Current utilization of practices using nursing interventions to make an impact on adverse hospital events is most likely limited due to uncertainty about effectiveness of specific interventions. Resources necessary for conducting systematic studies of nursing care provided in hospitals and then implementing the practices found to be helpful are scarce.105-109
Searches of MEDLINE® from 1990, CINHAL from 1966, documents published by the American Nurses Association, and the Cochrane Collaboration Library identified no randomized clinical trials or non-randomized controlled trials analyzing nurse staffing and adverse events. The study designs for nurse availability (Table 39.3) and organization of care (Table 39.4) are Level 2 or 3 designs. Mitchell et al111 references several randomized trials in her review article. However, the articles mentioned used advanced practice nurses such as clinical nurse specialists, or home care visits as the intervention.62,112,113 The study by Jorgensen et al114 was set in a hospital but the comparison was between a specialty stroke unit and a regular care unit. The difference was between the different organization of stroke treatment, not nurse skill mix. The studies abstracted are observational studies that are case control, cohort, before-after, or health services research using data from large public databases.
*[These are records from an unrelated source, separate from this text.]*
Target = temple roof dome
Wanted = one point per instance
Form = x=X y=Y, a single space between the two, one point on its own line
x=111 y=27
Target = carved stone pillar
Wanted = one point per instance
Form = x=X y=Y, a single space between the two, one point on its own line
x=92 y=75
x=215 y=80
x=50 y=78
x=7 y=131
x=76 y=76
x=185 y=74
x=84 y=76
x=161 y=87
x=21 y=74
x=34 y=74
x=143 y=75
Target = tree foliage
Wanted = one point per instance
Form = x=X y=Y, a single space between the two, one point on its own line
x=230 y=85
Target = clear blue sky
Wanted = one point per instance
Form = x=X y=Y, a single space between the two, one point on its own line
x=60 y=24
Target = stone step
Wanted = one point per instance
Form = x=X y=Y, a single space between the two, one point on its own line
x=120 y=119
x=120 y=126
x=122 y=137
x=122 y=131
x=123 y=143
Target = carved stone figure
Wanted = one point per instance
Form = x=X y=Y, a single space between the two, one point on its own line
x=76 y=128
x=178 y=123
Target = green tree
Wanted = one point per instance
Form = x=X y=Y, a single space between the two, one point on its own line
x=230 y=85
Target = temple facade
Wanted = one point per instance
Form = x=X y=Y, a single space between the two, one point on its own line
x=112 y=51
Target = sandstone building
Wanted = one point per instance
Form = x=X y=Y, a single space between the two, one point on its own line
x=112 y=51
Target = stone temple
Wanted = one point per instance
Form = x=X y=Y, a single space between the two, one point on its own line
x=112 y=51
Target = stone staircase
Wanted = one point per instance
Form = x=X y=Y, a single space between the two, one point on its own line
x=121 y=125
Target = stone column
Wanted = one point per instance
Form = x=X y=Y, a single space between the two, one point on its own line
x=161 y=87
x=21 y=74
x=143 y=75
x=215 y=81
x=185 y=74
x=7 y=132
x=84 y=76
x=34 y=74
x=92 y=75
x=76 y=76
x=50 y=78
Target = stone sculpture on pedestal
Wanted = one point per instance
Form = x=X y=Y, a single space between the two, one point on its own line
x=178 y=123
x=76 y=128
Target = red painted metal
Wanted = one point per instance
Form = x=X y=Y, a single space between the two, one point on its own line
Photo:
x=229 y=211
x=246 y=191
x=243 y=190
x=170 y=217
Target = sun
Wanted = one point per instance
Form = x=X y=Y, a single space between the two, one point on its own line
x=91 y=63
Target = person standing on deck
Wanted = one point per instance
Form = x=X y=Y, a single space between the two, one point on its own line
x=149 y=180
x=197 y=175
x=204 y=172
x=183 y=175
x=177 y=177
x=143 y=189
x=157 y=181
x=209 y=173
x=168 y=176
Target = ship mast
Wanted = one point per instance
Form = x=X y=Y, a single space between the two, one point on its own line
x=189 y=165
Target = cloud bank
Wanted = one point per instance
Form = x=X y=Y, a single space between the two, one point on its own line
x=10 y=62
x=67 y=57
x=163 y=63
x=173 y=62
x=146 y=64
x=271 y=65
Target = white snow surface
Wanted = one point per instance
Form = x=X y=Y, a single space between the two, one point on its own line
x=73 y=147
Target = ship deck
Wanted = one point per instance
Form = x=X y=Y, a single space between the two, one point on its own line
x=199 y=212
The study designs for nurse interventions (Table 39.5) vary from Level 1 to 3. Five studies use education of nurses as the intervention, and an additional 3 studies cover enhancements to education efforts (i.e., providing data to nurses about adverse events in their units).
The studies of structural measures reported Level 1 or 2 outcomes, along with various other outcomes such as length of stay, patient satisfaction or nurse satisfaction. Most of the studies corrected for potential confounders and most adjusted outcomes based on patient acuity. The process measure studies vary between Level 2 and 3 outcomes. The studies also often included Level 4 outcomes, such as nurse knowledge, but these did not meet inclusion criteria. Most of the studies used adverse events such as falls, nosocomial infection, pain, phlebitis, medication errors or pressure ulcers as outcomes.
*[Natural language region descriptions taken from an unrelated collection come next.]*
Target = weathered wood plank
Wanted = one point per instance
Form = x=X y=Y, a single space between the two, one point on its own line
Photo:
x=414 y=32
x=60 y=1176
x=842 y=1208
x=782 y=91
Evidence for Effectiveness of the Practice
Table 39.4 summarizes the findings of studies exploring measures of nurse availability. When measured at the hospital level, there is mixed evidence that nurse staffing is related to 30-day mortality.30,83,115-118 There is scarce but positive evidence that leaner nurse staffing is associated with unplanned hospital readmission and failure to rescue.117,119-121 There is strong evidence that leaner nurse staffing is associated with increased length of stay, nosocomial infection (urinary tract infection, postoperative infection, and pneumonia), and pressure ulcers.122-125
Results are conflicting as to whether richer nurse staffing has a positive effect on patient outcomes. Although 530,89,118,120,129 of the 16 studies in Table 39.3 reported no association between richer nurse staffing and positive patient outcomes, the other 11 that report an association tend to be more recent, with larger samples and more sophisticated methods for accounting for confounders. These studies had various types and acuities of patients and, taken together, provide substantial evidence that richer nurse staffing is associated with better patient outcomes. Although the optimum range for acute care hospital nursing staffing is most likely within these ranges, none of the studies specifically identify the ratios or hours of care that produce the best outcomes for different groups of patients or different nursing units.
Models of Nursing Care Delivery
The 7 studies in Table 39.4 provide mixed evidence about the relationship between organization of nursing care and patient outcomes. Aiken et al29 found that hospitals with "magnet" characteristics have lower mortality in one study, but not in another,115 and Shortell et al30 also does not find an association in ICUs. Seago79 found a reduction in medication errors after a change to patient-focused care and Grillo-Peck et al130 found a reduction in falls after a change to a RN-UAP (unlicensed assistive personnel) partner model was introduced. The 2 review articles111,131 reported mixed results about whether nursing models, nurse surveillance or work environment is associated with patient outcomes. Thus, the evidence is insufficient to direct practice.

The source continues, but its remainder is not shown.